We need a dose of PR to improve our municipal one-party states

04/09/2014, 01:47:35 PM

by Kevin Meagher

One of the unremarked parts of Alexis Jay’s shocking report into child sexual exploitation in Rotherham was her finding that the council’s scrutiny function had completely failed to do its job.

As in so many areas where a single party dominates the electoral landscape (Labour has 49 out of 63 seats on Rotherham council), responsibility for keeping tabs on the decisions of the council falls to councillors of the same party. The problem with this arrangement should be obvious enough.

Labour has controlled the town for 80 years. Even a bruising by-election campaign back in 2012, when it’s MP, Denis MacShane, was sent to jail for fiddling his expenses, did little to stop the Labour juggernaut, with current Labour MP, Sarah Champion, slotting in as his replacement.

It’s worth considering, however, that the Conservatives received 9.5 per cent of the votes back in June’s local elections, but won nothing for their trouble. ‘That’s how it works’ comes the unsympathetic reply, but the uncomfortable fact remains that big majorities in politics seldom create better administrations.

Rather than producing strong, outward-looking leaders who need to compete to succeed, stacking-up large majorities can result in fiefs run by complacent, inward-looking political hacks instead.

The effort needed to manage a large group absorbs political energy. Stymieing internal dissent becomes a preoccupation. There are only so many top jobs to gift to people, so cliques form. Back-biting begins. Fixing becomes a necessity.

In the interests of administrative efficiency, electoral fairness and voter engagement, a bit of competition can mix things up.

This is where the impulse of any political party to hoover-up seats and dominate all it surveys intersects messily with the need for good government and political plurality.

However, rather than try to remedy the situation with a move to full-blown proportional representation, which would shatter the valuable link between politician and local community, there is a simple hybrid reform to level the playing field a bit that could be applied to larger, three-member ward unitary councils.

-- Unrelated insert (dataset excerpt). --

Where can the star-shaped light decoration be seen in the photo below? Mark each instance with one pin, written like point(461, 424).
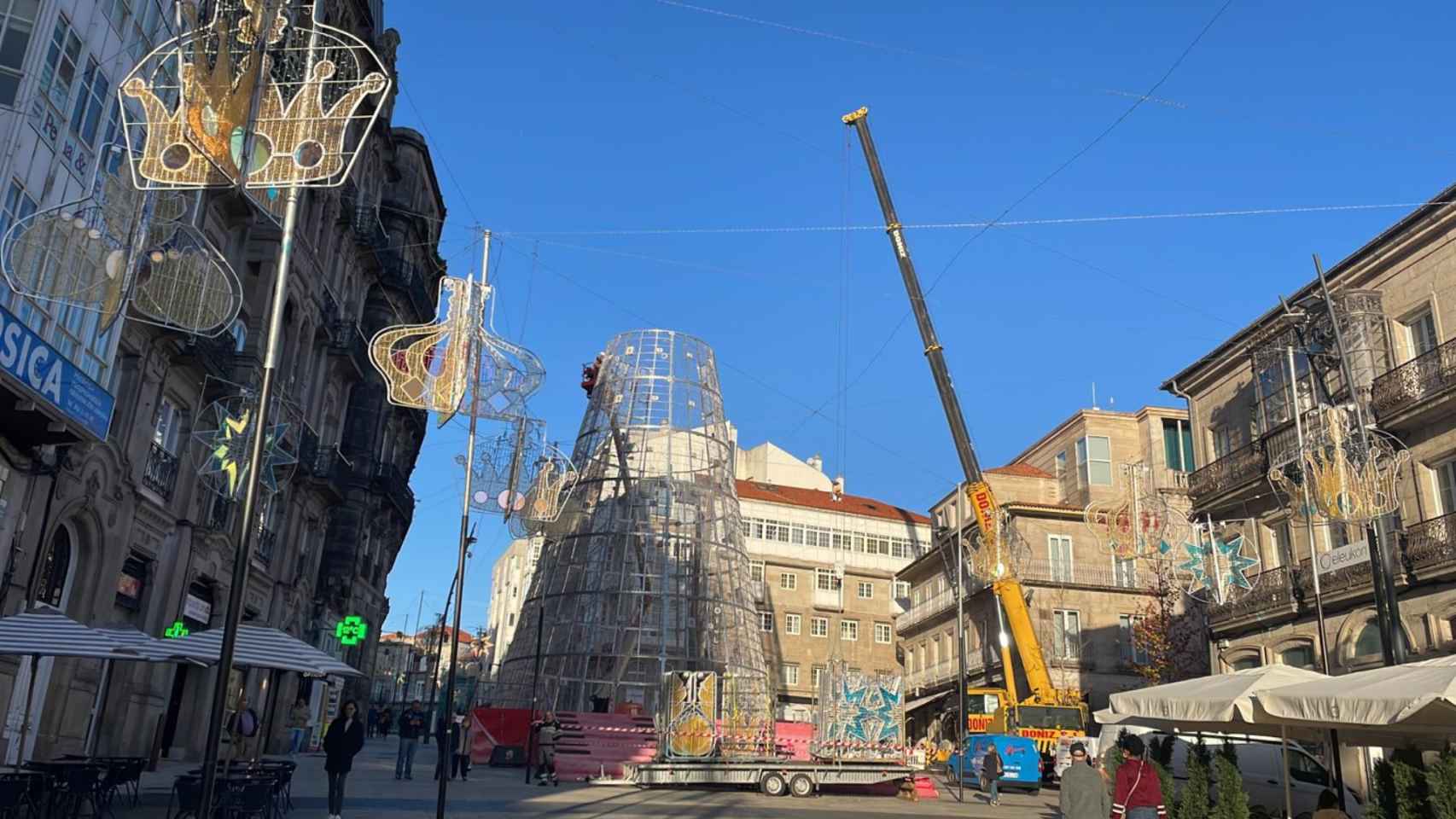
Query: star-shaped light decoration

Two seats in each ward should be contested on the usual first-past-the-post system with the remaining third of council seats allotted on the basis of parties’ share of the vote across the borough. (In Rotherham, this would leave the Tories with six seats out of sixty-three).

This would be fairer, energise the local political culture, create some useful political competition and lead to better scrutiny of council decisions. At the very least, it would force governing parties to up their game.

After all, Rotherham shows us what happens when that doesn’t happen.